Родители его переживали произошедшее в стране непросто и к тому моменту каждый уже по отдельности. Их развод совпал с периодом юности Дмитрия и дался ему нелегко. В повторные браки они не вступили. И сын жил с каждым фактически по очереди, ночуя то в их квартире с матерью, то в университетском общежитии отца, который так до конца жизни и не смог больше ни получить, ни купить себе отдельное жилье. Мама пропадала в музыкальном училище, подрабатывая в музыкальной школе, а отец, раньше такой энергичный, совсем сдался на волю обстоятельств, наблюдая за уничтожением науки и образования, которое в стране в те годы велось с какой-то чудовищной планомерностью.
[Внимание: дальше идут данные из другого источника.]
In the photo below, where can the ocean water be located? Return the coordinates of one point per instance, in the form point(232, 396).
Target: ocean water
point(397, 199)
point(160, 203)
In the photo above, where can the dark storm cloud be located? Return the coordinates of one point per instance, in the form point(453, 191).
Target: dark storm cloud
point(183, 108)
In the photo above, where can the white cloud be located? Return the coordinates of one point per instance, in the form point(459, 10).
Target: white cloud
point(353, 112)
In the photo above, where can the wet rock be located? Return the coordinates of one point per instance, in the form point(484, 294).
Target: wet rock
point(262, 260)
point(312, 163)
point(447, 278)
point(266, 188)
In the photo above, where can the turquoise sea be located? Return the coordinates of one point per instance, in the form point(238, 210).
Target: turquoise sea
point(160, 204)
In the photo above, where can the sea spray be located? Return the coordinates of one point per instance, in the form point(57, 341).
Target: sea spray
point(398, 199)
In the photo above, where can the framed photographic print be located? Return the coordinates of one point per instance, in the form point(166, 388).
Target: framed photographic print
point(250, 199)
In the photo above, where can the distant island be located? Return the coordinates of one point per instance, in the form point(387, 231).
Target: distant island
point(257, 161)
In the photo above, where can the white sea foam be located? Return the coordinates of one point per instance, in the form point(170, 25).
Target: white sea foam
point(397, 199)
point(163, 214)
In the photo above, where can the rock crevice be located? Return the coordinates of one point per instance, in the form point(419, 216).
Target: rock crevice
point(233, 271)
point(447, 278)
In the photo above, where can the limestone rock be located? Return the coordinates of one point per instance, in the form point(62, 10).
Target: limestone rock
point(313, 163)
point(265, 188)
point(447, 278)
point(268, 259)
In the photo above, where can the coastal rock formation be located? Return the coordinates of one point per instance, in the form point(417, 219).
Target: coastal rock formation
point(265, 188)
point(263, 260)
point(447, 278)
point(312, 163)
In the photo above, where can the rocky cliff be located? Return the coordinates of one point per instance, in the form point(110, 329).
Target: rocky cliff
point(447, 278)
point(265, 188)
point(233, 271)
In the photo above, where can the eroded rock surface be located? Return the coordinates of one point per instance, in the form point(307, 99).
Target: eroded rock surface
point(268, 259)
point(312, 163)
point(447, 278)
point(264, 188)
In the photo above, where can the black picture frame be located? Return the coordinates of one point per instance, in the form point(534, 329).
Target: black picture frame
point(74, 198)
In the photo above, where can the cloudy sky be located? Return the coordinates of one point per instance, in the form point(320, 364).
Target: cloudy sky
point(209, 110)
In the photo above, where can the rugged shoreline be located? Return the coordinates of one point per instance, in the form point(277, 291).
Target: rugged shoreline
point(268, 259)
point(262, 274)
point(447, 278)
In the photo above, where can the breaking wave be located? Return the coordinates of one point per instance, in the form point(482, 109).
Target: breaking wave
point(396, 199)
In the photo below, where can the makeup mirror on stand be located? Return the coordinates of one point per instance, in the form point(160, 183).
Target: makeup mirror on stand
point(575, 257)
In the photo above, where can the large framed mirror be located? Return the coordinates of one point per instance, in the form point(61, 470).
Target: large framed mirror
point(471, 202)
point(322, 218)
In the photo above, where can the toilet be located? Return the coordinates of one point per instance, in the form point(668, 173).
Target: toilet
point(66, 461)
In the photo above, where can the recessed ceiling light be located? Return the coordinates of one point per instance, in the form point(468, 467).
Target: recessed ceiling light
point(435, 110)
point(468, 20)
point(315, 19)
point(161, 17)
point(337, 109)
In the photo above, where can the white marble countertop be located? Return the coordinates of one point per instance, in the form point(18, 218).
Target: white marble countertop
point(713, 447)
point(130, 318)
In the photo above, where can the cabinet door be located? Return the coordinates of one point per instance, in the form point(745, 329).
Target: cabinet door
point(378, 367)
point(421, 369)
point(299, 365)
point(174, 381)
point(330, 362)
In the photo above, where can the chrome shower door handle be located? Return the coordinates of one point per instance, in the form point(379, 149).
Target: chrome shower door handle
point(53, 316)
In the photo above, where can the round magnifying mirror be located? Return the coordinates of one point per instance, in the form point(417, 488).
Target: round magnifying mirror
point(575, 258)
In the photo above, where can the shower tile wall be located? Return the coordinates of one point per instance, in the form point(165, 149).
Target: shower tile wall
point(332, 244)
Матери было все-таки легче, она давала частные уроки, выступала на концертах, и вместе с сыном они сводили концы с концами. К тому же мать была безудержной оптимисткой и всегда надеялась на что-то лучшее.
А отец, как человек наблюдательный, деятельный и умный, просто погибал от собственного бессилия перед изменившимися обстоятельствами. Его угнетала даже ни нищенская зарплата вузовского доцента, ни разграбление и уничтожение научного потенциала страны и последовавшее за ним массовое бегство ученых за границу в поисках лучшей доли. Поражало, как его коллеги — люди, еще вчера рассуждавшие о нравственности и высоких ценностях, уже сегодня превратились в беспринципных дельцов, создающих коррупционные схемы поступления в вузы, при которых на студенческой скамье престижных университетов оказывались не самые способные и талантливые выпускники школ, а самые пронырливые и богатые, сумевшие найти нужные связи и дать, кому требуется, «на лапу».
Отец был сознательным атеистом и последовательным гуманистом и не мог примириться с тем, что его окружало. Единственное утешение он находил в алкоголе и в вечерних разговорах по душам с сыном. Дмитрий старался как можно чаще бывать у отца, так как это несколько ограничивало его тягу к спиртному. Но все равно отец постепенно опускался: даже в университет позволял себе ходить небритым и неряшливым. Весь холодный сезон года носил какую-то выцветшую куртку и старую меховую шапку. В теплое время одевался не лучше. Дошло до того, что прохожие начали его сторониться, принимая за бездомного. Университетское начальство уже подумывало уволить незадачливого биолога, но болезнь — скоротечная форма рака — опередила их планы. Отец сгорел за пять месяцев. И умирая с какой-то горькой обидой на несостоявшуюся жизнь, он так и остался верен своим убеждениям.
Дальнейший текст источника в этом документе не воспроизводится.